The U.S. view has largely prevailed, with the U.N. thumping Iraq with economic sanctions and the threat of military force when Baghdad has balked at demands that it get rid of its weapons of mass destruction.
But ever since Secretary-General Kofi Annan returned from Baghdad in February with a promise from Hussein to be more cooperative with U.N. weapons inspectors, officials here have adopted a more lenient posture toward Iraq.

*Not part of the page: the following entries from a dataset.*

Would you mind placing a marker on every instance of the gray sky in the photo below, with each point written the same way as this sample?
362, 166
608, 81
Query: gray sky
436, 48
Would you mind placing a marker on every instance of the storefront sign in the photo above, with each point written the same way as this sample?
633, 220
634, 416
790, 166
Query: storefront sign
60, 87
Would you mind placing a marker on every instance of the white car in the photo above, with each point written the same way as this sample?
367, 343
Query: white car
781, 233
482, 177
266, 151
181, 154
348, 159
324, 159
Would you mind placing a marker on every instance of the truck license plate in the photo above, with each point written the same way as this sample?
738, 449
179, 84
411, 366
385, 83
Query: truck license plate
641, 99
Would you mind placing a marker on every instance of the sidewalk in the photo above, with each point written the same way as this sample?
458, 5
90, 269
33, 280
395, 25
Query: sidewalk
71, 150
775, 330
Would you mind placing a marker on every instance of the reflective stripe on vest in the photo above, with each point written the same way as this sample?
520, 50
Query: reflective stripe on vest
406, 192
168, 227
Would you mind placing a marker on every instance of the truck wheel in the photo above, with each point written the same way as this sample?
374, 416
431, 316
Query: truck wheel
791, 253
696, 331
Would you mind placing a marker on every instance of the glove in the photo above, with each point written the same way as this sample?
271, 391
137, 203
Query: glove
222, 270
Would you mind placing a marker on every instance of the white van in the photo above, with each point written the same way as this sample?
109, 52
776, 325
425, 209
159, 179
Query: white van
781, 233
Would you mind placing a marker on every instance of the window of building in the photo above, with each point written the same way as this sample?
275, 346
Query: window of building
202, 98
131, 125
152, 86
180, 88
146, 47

As a result, it appears that in the next few months, the Russian-French-Chinese argument will get its first real test.
The latest evidence of the new attitude surfaced last week, when the 15 members of the Security Council--including the United States--formally acknowledged Iraq’s progress in dismantling its outlawed nuclear weapons research program.
The unanimously approved statement held out the possibility that, as soon as July, the Security Council may officially confirm that Iraq has met the terms of the 1991 Persian Gulf War cease-fire requiring it to eliminate its atomic weapons capability.
That would be a first step toward lifting the oil embargo that has stifled the Iraqi economy. There are many more steps needed before the embargo could be removed--most notably proof that Iraq has disposed of its chemical and biological weapons and its long-range missiles. But an official U.N. death certificate for the nuclear weapons program would be one of those incentives that Russian, French and Chinese diplomats say should be offered Iraq.
France’s ambassador to the U.N., Alain Dejammet, described the Security Council’s action last week as an attempt to ease the “frustration” in the Iraqi capital and elsewhere in the Arab world over the continuing sanctions, which have been in effect for most of this decade.
Although the U.S. supported the measure, the Americans were widely seen here as having little choice, given the overwhelming sentiment on the Security Council for some sort of pat on the back for Baghdad. U.S. negotiators did manage to place a strong set of conditions on Iraq’s behavior.
The decision came after inspectors for the International Atomic Energy Agency, a Vienna-based affiliate of the U.N., reported no signs of ongoing nuclear weapons research in Iraq. Some independent arms experts have derided the agency’s findings, noting that its inspectors failed to detect Iraq’s prewar nuclear program in 1990.
There are other signs of a new U.N. attitude toward Baghdad.
Annan has repeatedly praised Iraqi cooperation with weapons inspectors since his talk with Hussein in February opened eight previously off-limits presidential compounds to inspection. After a recent meeting in Paris with Iraqi Deputy Prime Minister Tarik Aziz, Annan once again declared himself “satisfied that . . . Iraq has lived up to its obligations.”
These optimistic readings overlook the fact that Iraq had months to remove any documents or other evidence from the presidential compounds before the first inspectors arrived this spring. Annan also has ignored frequent suggestions by top Iraqi officials that they will at some point again refuse inspectors entry to the facilities.
The hazards of this soft-sell approach are evident to weapons inspectors.
“We fear there’s a slippery slope here and Iraq is going to try to further weaken the inspection system and eventually we’re not going to be able to detect clandestine weapons programs,” said David Albright, a former inspector who now heads the Institute for Science and International Security in Washington.